The plaintiffs sought restitution for the government’s participation in the destruction of “Black Wall Street” in the U.S. federal courts, international courts and Congress. While the courts ultimately dismissed the case because of the two-year statute of limitations, she and leading counsel travelled across the country telling the story of the Tulsa race massacre and the need for justice. Malveaux has argued for tolling, or suspending, the case’s statute of limitations and has published the seminal article on the subject.
“Even though we didn’t win the case, we made sure our clients’ voices were heard. That was really important,” Malveaux shared. “They [our clients] felt they mattered. It was one of the most rewarding experiences I have ever had.”
So rewarding, it was the one case Malveaux brought with her when she transitioned from legal practice to academia, teaching primarily in the areas of Civil Procedure, Complex Litigation, Employment Discrimination, Civil Rights, and Constitutional Law for the last two decades. Her scholarship expresses her passion for access to justice by exploring the intersection of civil rights enforcement and civil procedure.
Her work centers on procedural justice as an undertheorized civil rights issue. Malveaux wants her scholarship to be impactful and accessible, and indeed it is. Her law review articles have been cited by numerous courts, entered into the Congressional record, and won national recognition. She has presented her ideas not only in the United States, but in India, Australia and South Africa.
While Malveaux enjoyed her time in the litigation trenches, she appreciates having the time to be more thoughtful as a professor and scholar.
“I can give more consideration to the theoretical and historical issues that are behind the legal issues. There is an intellectual satisfaction that you get as an academic.” Her students also appreciate her real-world experience and expertise. Going forward, Malveaux is eager to continue to lean into her research and writing, especially as it pertains to procedural protection in the civil court system.
Carrying It Forward
“Our democracy is being attacked on so many different levels, now is the time [for this work].” Malveaux shared. “We need people to be writing and voicing a different approach. And a civil way of having this kind of discourse is extremely important.”
Through it all, Malveaux's parents and their legacy still act as her anchor. Malveaux cites her grandmother, who grew up in segregated Louisiana, as one of her role models.
“She was ahead of her time,” Malveaux remarks of her grandmother, Inez Malveaux.

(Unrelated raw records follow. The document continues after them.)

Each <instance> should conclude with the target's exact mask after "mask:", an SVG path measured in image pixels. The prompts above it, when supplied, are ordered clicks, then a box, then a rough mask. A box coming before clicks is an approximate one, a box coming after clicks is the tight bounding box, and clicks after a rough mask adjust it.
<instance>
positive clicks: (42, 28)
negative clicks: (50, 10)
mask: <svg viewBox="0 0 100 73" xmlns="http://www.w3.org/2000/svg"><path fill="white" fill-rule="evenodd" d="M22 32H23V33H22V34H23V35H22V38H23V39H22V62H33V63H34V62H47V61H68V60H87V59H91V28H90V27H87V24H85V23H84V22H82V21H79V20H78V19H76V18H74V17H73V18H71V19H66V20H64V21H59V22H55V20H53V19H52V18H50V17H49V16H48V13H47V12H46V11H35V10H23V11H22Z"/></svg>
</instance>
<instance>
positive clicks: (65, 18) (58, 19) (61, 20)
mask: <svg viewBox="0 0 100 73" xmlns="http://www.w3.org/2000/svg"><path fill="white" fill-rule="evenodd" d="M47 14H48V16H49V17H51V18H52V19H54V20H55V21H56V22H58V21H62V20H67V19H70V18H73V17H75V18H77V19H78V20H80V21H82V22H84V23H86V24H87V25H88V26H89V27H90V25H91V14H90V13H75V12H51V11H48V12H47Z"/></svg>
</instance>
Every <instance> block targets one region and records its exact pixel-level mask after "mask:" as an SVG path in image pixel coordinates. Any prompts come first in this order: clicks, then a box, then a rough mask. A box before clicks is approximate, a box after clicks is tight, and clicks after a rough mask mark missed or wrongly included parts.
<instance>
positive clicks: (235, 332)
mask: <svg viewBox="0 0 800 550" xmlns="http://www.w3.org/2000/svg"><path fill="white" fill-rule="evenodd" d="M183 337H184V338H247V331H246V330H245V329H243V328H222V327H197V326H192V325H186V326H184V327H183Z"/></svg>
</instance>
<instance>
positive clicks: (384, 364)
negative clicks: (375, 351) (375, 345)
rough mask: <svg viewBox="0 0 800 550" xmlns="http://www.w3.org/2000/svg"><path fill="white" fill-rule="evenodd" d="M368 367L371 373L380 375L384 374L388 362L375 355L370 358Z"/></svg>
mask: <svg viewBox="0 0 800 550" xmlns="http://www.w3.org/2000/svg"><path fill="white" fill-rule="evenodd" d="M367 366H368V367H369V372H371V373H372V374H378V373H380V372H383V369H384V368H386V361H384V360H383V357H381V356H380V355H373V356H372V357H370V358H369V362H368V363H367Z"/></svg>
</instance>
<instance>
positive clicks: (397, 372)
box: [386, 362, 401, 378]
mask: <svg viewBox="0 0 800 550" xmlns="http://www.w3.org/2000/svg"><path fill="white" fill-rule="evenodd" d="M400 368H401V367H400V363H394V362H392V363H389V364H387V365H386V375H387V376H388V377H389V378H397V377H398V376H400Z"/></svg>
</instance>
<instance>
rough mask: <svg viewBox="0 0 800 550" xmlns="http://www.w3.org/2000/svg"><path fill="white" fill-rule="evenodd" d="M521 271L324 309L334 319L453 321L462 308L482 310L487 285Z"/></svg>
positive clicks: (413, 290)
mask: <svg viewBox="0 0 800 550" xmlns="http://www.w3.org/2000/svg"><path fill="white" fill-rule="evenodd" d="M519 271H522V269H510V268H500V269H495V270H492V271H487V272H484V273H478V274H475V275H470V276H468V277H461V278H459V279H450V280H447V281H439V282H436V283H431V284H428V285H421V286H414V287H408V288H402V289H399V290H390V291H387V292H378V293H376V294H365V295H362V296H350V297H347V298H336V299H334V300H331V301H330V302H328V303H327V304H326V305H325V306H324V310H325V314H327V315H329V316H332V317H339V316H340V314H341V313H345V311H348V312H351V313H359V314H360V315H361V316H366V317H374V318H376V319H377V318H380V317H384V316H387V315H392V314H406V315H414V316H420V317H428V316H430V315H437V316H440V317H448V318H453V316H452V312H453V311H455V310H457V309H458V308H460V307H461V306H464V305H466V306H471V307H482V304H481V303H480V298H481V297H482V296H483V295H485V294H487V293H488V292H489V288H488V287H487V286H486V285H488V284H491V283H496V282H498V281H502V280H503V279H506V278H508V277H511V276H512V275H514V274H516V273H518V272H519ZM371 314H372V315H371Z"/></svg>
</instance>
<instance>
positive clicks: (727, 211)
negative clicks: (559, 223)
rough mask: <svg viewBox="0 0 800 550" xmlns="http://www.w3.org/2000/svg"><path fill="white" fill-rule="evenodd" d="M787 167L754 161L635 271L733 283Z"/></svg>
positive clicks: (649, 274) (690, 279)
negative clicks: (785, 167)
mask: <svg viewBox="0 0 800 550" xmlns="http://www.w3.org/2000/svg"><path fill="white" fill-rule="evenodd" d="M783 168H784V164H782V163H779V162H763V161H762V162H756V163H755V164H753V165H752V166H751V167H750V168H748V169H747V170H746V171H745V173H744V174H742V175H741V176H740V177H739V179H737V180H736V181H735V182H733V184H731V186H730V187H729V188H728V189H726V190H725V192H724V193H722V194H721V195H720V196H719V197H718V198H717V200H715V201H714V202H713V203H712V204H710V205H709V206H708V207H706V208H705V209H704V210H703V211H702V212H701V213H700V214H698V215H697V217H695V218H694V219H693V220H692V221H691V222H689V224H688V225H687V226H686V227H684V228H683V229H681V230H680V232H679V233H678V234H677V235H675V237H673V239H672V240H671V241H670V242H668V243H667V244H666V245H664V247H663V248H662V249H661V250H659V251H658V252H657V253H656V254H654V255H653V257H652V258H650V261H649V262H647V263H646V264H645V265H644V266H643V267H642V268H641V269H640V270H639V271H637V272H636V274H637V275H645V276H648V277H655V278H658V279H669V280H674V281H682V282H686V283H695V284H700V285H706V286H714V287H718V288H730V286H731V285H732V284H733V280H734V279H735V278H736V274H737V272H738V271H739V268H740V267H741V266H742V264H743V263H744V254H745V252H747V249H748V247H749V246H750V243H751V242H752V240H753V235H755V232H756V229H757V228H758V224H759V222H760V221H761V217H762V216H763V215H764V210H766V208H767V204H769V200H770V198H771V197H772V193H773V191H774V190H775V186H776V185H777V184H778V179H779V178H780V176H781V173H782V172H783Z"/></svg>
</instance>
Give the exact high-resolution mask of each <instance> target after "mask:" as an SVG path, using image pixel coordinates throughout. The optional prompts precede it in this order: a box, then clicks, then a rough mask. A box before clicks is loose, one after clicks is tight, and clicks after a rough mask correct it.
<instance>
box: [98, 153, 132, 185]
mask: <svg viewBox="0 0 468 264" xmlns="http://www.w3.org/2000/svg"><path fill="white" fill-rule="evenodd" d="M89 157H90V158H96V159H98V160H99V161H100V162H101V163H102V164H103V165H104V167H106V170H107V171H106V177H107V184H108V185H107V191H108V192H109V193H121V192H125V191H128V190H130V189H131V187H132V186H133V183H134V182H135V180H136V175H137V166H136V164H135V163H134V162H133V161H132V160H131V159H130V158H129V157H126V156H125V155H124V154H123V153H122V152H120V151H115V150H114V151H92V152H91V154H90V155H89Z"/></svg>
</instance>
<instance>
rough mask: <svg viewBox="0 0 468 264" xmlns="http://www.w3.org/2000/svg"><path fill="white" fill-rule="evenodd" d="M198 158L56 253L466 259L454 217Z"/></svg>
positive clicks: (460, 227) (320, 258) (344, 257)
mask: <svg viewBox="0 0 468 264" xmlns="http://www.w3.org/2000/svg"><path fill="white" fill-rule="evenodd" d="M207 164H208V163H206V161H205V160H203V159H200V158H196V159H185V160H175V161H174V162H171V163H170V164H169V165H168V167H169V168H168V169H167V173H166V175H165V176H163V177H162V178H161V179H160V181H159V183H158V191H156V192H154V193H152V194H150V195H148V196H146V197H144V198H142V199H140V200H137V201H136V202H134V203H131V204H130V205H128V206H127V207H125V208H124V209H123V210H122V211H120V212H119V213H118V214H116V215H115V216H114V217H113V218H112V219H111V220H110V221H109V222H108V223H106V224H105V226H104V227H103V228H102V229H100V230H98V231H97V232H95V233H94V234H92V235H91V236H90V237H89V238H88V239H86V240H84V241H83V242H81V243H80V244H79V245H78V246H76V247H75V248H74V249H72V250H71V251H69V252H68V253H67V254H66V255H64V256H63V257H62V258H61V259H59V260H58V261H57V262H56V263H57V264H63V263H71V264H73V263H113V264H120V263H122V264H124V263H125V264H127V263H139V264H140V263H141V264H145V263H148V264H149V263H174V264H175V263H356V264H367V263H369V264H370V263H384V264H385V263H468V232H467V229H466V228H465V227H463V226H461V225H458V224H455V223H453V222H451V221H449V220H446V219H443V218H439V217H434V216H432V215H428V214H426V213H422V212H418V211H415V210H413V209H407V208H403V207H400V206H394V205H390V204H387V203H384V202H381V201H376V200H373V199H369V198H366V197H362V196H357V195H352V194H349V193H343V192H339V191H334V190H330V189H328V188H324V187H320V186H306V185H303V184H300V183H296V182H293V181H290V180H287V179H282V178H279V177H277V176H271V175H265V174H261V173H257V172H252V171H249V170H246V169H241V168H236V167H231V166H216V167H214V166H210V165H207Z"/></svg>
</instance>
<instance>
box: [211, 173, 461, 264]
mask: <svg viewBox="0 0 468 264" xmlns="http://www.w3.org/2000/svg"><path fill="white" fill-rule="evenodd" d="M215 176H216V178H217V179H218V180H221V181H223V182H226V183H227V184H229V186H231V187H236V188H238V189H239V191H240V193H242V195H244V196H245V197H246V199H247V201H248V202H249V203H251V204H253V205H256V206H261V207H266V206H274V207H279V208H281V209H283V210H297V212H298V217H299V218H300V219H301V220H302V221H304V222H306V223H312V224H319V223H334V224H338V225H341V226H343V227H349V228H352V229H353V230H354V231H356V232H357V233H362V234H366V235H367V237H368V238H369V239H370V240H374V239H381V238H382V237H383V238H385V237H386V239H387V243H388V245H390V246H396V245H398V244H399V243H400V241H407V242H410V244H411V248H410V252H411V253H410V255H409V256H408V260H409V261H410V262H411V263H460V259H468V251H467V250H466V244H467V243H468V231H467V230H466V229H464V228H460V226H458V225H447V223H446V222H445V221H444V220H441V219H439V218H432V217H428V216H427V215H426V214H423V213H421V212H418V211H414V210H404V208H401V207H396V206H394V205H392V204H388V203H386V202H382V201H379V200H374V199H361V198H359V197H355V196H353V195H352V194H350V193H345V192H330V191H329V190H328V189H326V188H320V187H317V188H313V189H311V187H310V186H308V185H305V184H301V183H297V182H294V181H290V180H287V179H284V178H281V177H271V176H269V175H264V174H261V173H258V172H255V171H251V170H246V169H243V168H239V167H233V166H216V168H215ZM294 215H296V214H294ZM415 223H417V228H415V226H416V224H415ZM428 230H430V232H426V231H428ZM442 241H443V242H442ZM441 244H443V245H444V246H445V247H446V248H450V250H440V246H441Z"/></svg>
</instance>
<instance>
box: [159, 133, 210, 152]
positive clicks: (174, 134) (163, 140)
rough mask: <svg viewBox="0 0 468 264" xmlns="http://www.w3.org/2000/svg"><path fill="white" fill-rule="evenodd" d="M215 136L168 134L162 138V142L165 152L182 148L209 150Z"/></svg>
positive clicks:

As the eldest of five children, she was expected to work the farm and take care of her younger siblings rather than finish high school. She advocated for a different path and ultimately graduated from a historically Black college and went on to become a math and science teacher.
“A Black woman who wanted to do these things back then when that was not really the plan for her is incredibly inspiring. She was very strong willed.” Malveaux jokes that her similar temperament earned her the nickname “Little Inez” growing up.
On a much broader scale, though, Malveaux shared that her inspiration comes from the entire collective of those who worked to fight slavery, segregation and discrimination over time. Their resilience and example has inspired her throughout her career as a lawyer, professor and scholar. “I'm so proud to be part of that legacy, and I feel this tremendous obligation and honor to carry that forward.”
Congratulations again, Professor Malveaux, on this well-deserved recognition. We look forward to the next chapter in your story, and the continued impact your legal scholarship and teaching will have on the field in the years to come.